De rechtbank heeft vastgesteld dat de dagvaarding geldig is, dat zijzelf bevoegd is tot kennisneming van de zaak, dat het Openbaar Ministerie ontvankelijk is in zijn vervolging en dat er geen redenen zijn voor schorsing van de vervolging.

3.Beoordeling van het bewijs

3.1.
Standpunt van de officier van justitie
De officier van justitie heeft gerekwireerd tot bewezenverklaring van de onder 1 en 2 (ten aanzien van de periode van 1 januari 2020 tot en met 12 augustus 2020), 3, 4 (ten aanzien van de periode van 18 juli 1993 tot en met 17 juli 1995), 5, 6, en 7 primair (ten aanzien van de periode 1 juni 2019 tot en met 21 september 2019) ten laste gelegde feiten.
3.2.
Standpunt van de verdediging
De raadsvrouw van verdachte heeft zich op het standpunt gesteld dat verdachte van alle ten laste gelegde feiten dient te worden vrijgesproken, zoals uiteen gezet in de door haar overlegde pleitnota. De raadsvrouw heeft – kort gezegd – aangevoerd dat verdachte alle ten laste gelegde feiten ontkent. Er is onvoldoende steunbewijs ten opzichte van de verklaringen van de slachtoffers nu aangiftes en getuigenverklaringen telkens uit één bron, namelijk de verklaringen van de slachtoffers, komen. Voorts kan niet uitgesloten worden dat de vermeende slachtoffers sterk beïnvloed zijn door wat de ouders en de mensen om hen heen met elkaar besproken hebben.
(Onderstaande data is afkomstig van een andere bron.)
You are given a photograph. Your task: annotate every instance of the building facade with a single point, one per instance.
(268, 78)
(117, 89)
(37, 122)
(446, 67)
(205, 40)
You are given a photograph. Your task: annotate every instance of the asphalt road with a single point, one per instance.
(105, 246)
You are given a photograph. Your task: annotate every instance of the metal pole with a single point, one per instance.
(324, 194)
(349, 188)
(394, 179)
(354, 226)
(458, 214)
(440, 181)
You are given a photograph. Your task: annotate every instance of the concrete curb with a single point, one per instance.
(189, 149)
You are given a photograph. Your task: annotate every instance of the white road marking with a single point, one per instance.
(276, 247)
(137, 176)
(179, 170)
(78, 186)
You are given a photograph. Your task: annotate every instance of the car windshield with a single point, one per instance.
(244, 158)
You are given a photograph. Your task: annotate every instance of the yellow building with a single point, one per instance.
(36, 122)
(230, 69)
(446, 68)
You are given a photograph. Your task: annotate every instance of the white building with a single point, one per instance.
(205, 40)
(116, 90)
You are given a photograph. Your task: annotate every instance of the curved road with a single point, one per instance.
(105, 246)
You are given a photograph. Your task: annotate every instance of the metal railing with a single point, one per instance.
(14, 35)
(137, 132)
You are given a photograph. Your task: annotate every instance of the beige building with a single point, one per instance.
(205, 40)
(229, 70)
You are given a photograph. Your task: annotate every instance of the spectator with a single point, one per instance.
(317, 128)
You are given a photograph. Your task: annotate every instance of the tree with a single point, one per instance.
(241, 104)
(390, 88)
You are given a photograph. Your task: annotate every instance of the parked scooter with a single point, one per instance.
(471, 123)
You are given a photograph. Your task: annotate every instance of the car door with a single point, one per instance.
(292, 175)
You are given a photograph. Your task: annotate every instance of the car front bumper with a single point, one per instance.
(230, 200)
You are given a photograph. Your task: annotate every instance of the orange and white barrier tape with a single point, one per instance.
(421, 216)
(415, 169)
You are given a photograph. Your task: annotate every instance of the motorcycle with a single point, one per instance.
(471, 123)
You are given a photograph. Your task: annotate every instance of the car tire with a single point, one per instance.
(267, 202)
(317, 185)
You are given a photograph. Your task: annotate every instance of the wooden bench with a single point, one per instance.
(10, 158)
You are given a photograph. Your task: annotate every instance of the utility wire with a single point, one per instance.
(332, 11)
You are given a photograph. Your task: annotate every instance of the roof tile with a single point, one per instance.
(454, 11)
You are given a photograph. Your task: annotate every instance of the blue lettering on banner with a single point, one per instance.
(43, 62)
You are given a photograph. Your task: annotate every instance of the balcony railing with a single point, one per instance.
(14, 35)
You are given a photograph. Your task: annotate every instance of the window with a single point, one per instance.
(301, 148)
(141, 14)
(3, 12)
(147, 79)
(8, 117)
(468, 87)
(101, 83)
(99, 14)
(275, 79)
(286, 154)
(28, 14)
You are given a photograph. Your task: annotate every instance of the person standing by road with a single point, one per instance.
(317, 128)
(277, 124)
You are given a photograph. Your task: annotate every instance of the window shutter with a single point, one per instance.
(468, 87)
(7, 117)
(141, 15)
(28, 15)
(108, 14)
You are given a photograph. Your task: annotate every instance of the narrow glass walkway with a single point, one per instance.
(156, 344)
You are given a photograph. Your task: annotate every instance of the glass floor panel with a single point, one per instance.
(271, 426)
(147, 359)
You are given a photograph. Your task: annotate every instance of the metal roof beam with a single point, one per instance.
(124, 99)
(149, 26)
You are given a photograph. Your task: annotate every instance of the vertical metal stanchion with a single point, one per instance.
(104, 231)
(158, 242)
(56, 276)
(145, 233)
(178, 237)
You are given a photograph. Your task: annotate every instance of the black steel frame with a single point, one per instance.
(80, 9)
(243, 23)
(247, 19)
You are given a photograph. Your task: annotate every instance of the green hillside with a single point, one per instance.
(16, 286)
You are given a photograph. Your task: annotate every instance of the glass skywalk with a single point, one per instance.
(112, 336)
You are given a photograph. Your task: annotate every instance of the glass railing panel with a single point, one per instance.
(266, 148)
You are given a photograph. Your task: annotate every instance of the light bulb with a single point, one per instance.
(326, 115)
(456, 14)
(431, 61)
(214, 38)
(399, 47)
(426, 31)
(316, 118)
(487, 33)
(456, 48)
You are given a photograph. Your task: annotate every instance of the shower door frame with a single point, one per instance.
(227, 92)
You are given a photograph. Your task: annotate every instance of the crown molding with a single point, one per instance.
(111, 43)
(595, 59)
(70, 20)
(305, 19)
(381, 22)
Tenslotte is er naar de mening van verdachte sprake van een hetze tegen hem, die wordt gevoerd door de ouders van de slachtoffers. Verdachte heeft erop gewezen dat alle betrokkenen elkaar kennen en dat men elkaar heeft opgejut om de slachtoffers te ondervragen en om vervolgens aangifte te doen.
3.3
Oordeel van de rechtbank
3.3.1
Redengevende feiten en omstandigheden
De rechtbank komt tot bewezenverklaring van de onder 1, 2, 3, 4, 5, 6, en 7 primair ten laste gelegde feiten op grond van de bewijsmiddelen die in de bijlage bij dit vonnis zijn vervat.
3.3.2
Bewijsoverwegingen
Bij de beoordeling van de bewijsvraag stelt de rechtbank het volgende voorop.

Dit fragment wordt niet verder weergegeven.